What about the importance of monetary policy on inflation? As Milton Friedman once famously said: “Inflation is always and everywhere a monetary phenomenon, in the sense that it cannot occur without a more rapid increase in the quantity of money than in output.”

During the 2008 recession, the money supply increased, but most of this was sterilized at the level of the banks, avoiding inflation. Since COVID-19, helicopter money and increased bank lending have put vastly more money into the hands of individuals and corporations, with inflationary effect.

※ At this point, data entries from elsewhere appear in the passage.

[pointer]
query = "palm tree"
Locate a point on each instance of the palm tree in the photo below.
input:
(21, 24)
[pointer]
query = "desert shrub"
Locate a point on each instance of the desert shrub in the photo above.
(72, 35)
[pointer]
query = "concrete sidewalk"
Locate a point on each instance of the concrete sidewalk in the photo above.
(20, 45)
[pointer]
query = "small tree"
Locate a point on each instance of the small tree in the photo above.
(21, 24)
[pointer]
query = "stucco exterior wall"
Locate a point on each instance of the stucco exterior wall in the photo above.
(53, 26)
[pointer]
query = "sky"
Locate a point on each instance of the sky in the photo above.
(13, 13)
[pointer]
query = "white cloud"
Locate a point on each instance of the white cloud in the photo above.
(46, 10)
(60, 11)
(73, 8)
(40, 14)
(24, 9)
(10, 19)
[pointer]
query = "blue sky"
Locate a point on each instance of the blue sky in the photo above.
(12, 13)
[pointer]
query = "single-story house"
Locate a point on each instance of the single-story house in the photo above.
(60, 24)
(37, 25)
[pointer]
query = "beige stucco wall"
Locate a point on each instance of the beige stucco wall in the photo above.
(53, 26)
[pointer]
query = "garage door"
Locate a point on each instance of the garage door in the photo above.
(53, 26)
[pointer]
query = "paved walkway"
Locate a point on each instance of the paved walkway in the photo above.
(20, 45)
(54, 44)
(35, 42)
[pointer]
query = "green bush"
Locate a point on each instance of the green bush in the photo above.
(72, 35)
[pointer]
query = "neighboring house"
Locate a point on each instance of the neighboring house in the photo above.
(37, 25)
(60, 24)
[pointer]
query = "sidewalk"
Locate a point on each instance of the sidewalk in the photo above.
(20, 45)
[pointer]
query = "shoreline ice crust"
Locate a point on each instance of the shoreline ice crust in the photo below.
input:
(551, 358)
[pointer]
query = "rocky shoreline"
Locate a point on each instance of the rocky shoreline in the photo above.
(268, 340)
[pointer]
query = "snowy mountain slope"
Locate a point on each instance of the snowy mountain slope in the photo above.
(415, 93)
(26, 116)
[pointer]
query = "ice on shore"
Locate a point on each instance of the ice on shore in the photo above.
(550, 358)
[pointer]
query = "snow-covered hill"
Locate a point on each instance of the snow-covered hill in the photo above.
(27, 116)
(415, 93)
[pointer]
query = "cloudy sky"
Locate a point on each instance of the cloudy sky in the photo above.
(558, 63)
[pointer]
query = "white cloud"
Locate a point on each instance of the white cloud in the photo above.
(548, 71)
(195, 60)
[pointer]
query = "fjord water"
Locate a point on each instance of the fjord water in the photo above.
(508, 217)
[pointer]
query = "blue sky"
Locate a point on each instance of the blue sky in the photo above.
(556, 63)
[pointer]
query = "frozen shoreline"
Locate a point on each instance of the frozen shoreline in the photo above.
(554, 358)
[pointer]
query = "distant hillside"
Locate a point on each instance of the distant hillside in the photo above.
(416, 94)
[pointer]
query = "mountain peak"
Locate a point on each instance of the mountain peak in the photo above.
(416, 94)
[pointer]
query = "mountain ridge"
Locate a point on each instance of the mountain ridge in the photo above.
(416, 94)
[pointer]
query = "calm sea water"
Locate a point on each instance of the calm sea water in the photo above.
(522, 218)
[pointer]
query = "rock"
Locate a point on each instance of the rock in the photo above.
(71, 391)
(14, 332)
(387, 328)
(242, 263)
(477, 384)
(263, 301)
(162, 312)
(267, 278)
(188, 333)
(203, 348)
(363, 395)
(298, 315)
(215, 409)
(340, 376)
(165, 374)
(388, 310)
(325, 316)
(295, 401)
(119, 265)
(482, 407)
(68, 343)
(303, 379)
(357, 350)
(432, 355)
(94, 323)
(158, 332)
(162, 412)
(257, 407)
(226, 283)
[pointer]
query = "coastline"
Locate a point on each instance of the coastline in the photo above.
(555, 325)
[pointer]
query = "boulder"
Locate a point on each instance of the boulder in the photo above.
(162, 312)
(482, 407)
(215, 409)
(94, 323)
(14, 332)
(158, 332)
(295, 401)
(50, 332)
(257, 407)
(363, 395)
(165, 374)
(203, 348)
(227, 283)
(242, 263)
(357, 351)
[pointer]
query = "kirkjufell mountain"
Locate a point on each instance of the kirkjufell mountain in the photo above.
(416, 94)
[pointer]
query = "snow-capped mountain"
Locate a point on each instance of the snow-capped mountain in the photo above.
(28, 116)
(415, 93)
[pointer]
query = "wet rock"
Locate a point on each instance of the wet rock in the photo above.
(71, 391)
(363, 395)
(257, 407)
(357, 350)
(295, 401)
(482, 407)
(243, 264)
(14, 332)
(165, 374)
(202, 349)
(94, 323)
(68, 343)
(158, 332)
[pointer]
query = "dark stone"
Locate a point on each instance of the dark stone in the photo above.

Modern Monetary Policy (MMP) is a school of thought that says a central bank may print an infinite amount of its own currency without affecting inflation, so long as this additional money supply is absorbed by central bank bond purchases. Fed chair Jerome Powell has announced that he intends to reduce the Fed’s balance sheet (e.g., sell bonds) to the tune of more than USD 2 trillion at a time when there will be a need to finance at least an additional USD 2 tln of the federal deficit. Who will buy all these bonds, carrying large negative yields, if not the Fed? 

We are entering into the realm of voodoo economics. Markets have every right to be concerned.

Les Nemethy is CEO of Euro-Phoenix Financial Advisers Ltd. (www.europhoenix.com), a Central European corporate finance firm. He is a former World Banker, author of Business Exit Planning (www.businessexitplanningbook.com), and a previous president of the American Chamber of Commerce in Hungary.